Por Vivian de Albuquerque

Área de desenvolvimento pessoal e profissional traz novos termos para falar de coisas que sempre foram importantes para a vida e para a carreira

Como jornalista que sou por formação, treinadora e facilitadora por paixão, estou sempre lendo matérias, artigos e livros sobre desenvolvimento pessoal e profissional. Mas ultimamente algo tem me chamado a atenção. A quantidade e variedade de “novos termos” que surgem para falar mais do mesmo.

Não que não sejam importantes – o reforço é sempre bem-vindo – mas quando nos aprofundamos no texto, podemos ver que falam de algo que sempre esteve ali – na lista de recrutadores, pessoas que buscam autodesenvolvimento, e por aí vai.

Novos nomes, em inglês principalmente, falando – aparentemente – sobre novas habilidades e competências. Assim, depois de hard e soft skills, lifelong learning, agility, o último que vi foi “reskilling”.

Traduzido livremente, significa requalificação. Refere-se nos textos e artigos a adquirir novas habilidades e adaptar as já existentes às inovações do mercado e – agora mais do que nunca – da tecnologia.

Surge como o termo do momento por conta dos cargos e profissões que deixarão de existir em virtude da inteligência artificial. O profissional terá de ser criativo, resiliente, inteligente emocionalmente, focado em soluções e não em problemas…

E é daí que vem a minha pergunta? E quando é que não foi assim?

Está certo que vivemos ainda numa educação dos tempos da revolução industrial, onde o que interessava era formar mão-de-obra. Mas mesmo as instituições de ensino superior já começaram a trabalhar no desenvolvimento destas “novas” habilidades.

O fato é que, desde que o homem começou a existir ele sempre precisou buscar aprender e reaprender sempre. Ou seja, o reskilling faz parte de nossa existência. Se o ambiente de trabalho não permite, a vida exige. Você precisa ter inteligência emocional se quiser conviver bem. Você precisa ser criativo para resolver problemas. O mesmo se diz sobre focar na solução e não no problema.

Mas isso leva a uma pergunta ainda mais importante: por que, a esta altura do campeonato, ainda precisamos criar termos novos para o que sempre nos foi demandado? Será que nos perdemos no caminho? Será que nos deixamos apagar? Vale a reflexão. E uma reflexão pessoal. O que temos feito com as nossas então “hard” e “soft skills”?

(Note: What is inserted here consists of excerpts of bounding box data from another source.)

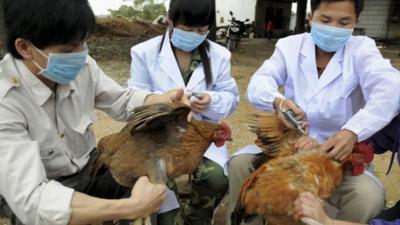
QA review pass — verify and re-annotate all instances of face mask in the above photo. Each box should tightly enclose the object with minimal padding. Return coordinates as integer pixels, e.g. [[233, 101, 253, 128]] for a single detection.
[[171, 28, 208, 52], [32, 44, 89, 84], [311, 22, 354, 52]]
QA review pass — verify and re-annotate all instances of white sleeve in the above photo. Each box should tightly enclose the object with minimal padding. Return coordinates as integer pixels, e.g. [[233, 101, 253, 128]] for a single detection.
[[0, 101, 74, 225], [128, 47, 153, 91], [247, 42, 287, 111], [342, 38, 400, 141], [93, 59, 151, 121], [201, 51, 239, 121]]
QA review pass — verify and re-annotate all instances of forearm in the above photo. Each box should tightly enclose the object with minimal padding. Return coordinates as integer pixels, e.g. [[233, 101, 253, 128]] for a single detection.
[[326, 220, 366, 225], [68, 192, 139, 225]]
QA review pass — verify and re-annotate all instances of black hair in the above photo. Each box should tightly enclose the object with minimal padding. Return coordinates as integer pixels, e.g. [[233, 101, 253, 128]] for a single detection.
[[2, 0, 96, 59], [168, 0, 215, 86], [311, 0, 364, 18]]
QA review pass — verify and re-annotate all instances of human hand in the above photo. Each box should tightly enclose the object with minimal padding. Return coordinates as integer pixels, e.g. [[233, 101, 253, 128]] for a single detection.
[[273, 98, 309, 131]]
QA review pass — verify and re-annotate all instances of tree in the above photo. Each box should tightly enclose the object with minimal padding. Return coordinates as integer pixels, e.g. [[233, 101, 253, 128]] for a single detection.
[[109, 0, 167, 21]]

Um dos textos traz dicas de como praticar o reskilling. Fala em manter-se atualizado, fazer cursos e aprender coisas novas, participar de palestras e eventos, desenvolver o comportamento, treinar, reinventar-se.

E quando foi que não tivemos que fazer isso? Se nos esquecemos ou não estamos dando valor, quero mais é que novos termos apareçam e virem títulos em artigos para funcionarem como um alerta. O problema é se estivermos simplesmente esperando e checando listas de dicas, achando que elas sozinhas farão a diferença.

Gosto sempre de pensar que mudança de comportamento é uma porta que se abre de dentro para fora. Os termos e os textos podem servir como um bom estímulo, mas é preciso querer mudar para que a coisa realmente aconteça. Então, uma última pergunta seria: como anda a sua disposição para a mudança e qual o melhor termo – de preferência em inglês – para isso?